Old Friend Cornbread

I have spoken here before about one of my oldest and dearest friends, S.  We’ve known each other since the second grade and while we’ve traveled far and wide from each other, we have remained close.  Naturally, we’ve been cooking together since the second grade.  Back then, I was the more “experienced” cook.  These days we’re about equal (this is a lie, she is far more advanced than I, especially when it comes to healthy food.  Hey, she made me like both kale and quinoa- that’s no small feat!) and I often turn to her when I need a good, hardy, healthy recipe.

But when we were kids we got into more than one snafu with food.  There was the time we made scallops for my mother.  Should have been easy, right?  Yeh, well, we didn’t know how long to cook them and we didn’t want to undercook them so…  rubber.  Yick.  My mom was nice about it- had a few bites and said they were great but didn’t finish.  To be fair, these days, my darling friend makes a really delicious scallop dish that’s usually eaten around Christmas, a dish that’s so good, I sometimes wake up in the middle of the night craving it.
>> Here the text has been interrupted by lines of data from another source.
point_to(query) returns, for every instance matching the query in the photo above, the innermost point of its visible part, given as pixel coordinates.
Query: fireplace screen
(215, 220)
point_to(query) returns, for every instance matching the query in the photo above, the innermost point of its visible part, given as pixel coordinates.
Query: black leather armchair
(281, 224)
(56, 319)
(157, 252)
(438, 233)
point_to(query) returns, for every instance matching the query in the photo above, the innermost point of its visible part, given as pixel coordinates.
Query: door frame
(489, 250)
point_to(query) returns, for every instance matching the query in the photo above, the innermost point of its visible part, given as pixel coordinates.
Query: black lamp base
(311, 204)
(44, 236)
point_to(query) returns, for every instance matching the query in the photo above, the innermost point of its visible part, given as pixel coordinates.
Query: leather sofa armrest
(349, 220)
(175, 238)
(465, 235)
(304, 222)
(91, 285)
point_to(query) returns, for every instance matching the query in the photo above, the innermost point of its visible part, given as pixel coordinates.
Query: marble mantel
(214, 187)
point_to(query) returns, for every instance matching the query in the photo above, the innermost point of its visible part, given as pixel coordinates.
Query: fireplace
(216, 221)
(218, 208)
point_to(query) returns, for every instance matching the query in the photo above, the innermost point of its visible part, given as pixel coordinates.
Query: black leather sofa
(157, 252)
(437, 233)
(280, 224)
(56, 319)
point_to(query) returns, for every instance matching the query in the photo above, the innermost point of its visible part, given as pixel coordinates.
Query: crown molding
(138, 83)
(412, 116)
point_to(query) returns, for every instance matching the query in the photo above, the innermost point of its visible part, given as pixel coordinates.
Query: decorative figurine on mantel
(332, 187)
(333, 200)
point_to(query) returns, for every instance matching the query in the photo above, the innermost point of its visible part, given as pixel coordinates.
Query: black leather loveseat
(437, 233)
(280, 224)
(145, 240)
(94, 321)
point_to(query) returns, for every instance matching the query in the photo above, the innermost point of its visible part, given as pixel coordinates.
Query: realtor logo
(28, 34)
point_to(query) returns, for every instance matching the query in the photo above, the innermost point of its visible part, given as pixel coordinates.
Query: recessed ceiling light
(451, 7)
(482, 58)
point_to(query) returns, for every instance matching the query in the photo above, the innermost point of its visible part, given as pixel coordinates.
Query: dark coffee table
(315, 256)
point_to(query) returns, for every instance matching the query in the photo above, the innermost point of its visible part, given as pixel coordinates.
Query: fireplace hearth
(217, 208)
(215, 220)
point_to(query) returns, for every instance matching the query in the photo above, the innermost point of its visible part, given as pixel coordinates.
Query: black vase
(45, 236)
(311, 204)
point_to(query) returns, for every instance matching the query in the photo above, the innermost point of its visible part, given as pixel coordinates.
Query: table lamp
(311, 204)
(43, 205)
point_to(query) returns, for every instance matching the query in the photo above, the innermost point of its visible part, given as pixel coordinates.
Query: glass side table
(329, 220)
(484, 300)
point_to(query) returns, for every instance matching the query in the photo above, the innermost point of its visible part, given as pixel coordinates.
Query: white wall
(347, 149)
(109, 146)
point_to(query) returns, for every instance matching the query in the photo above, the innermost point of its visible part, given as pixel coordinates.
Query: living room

And the scallops are never overdone.

Then there was the time we were going to make cookies and S. was reading the recipe as I gathered the ingredients.  “Oh no,” she cried, “We can’t make this!”

“Why not?” I asked, running through the ingredient list, thinking we had everything we needed- butter, sugar, flour, eggs, vanilla…

“It says, ‘cream the butter and sugar’ and we don’t have any cream!”

I burst out laughing, rather unkindly, and explained to her that the recipe meant for us to mix the butter and sugar well, not to actually add cream.

The joke’s on me these days because she can make some kick-ass cookies (she’s not always healthy).

The other wonderful thing about my friendship with S. is that we’re always in sync.  We’ll often email/call/text the other when she’s thinking of us- it’s that weird ESP-telepathy thing that women develop between themselves when they’re close.  Often when one of us is struggling with a particular situation, the other one is going through something similar.  And sometimes it’s just funny.  S. taught me how to make this cornbread once when I was visiting.  It was delicious and I make it often.  Last year I made it for the first time in a while and after I got it in the oven, I sat down to check my email.  One came in while I was checking, from S, asking me if I could send her the recipe since she was at her cousin’s house and wanted to make it.  See?  Telepathy!

Old  Friend Cornbread

I’ve never, ever been able to make cornbread.  Which has always made me feel a bit dumb—I can make Beef Wellington, cook for 200 with ease and improvise with the best of them but something as simple as cornbread eluded me.  Luckily, S saved me.  The following recipe is delicious and I’ve been able to emulate it many times.  Of course, the first few times I made it, it was awful because I was using baking soda instead of powder.  See?  The cornbread gods hate me.  Luckily, S corrected me and once again saved my cornbread from disaster.

This recipe makes an extremely large pan of cornbread- lasagna sized pan.  I tend to halve it and make an 8 inch square size since that’s a more reasonable amount of cornbread for us.  If you’re serving many (when the whole S family is together it’s something like 11 people, minimum), go ahead and make the full recipe I’m giving you here.


4 c. flour

2 c. yellow cornmeal

1 ½ c. white sugar (although we’ve used brown as well and it’s been delicious)

1 tsp. salt

2 tb baking powder

4 eggs

3 c. buttermilk

2 ½ tb vegetable oil

½ c. butter, melted



Preheat oven to 350 degrees.  Sift your flour, cornmeal, sugar, salt and baking powder.  You know me, lazy, so I whisk them together rather than sift.

Stir in the eggs, buttermilk and oil.  I used a whisk but a spoon might actually work better- I switched halfway through.

As you stir, it will come together but be a bit rough and sort of sticky and dry-ish.

At this point, add the melted butter and mix to combine.  It will smooth out and moisten the batter.

Pour into a greased pan and bake for about 30-40 minutes (for 8 inch pan), about an hour to an hour fifteen for a larger pan.

It’s done when the top is sort of crackly and a toothpick inserted in the middle comes out clean.

2 thoughts on “Old Friend Cornbread

  1. wonderful! BUT – you need to branch out to other cornbreads – the original varieties – which were almost always cooked in a cast ion skillet in the oven. You make that batter, heat some oil in your frying pan, and pour the batter into the sizzling oil and bake. . .it doesn’t get a whole lot better than that1 I also make a corn batter-bread – which is a bit softer and less crumbly, but cooked in the same way.

    Sorry I have been away. i’m trying to make my regular rounds again.

  2. Hi Paula! I have had the other kinds but am sticking with this one as it is for me foolproof. Plus, can you believe that I don’t own an iron skillet?!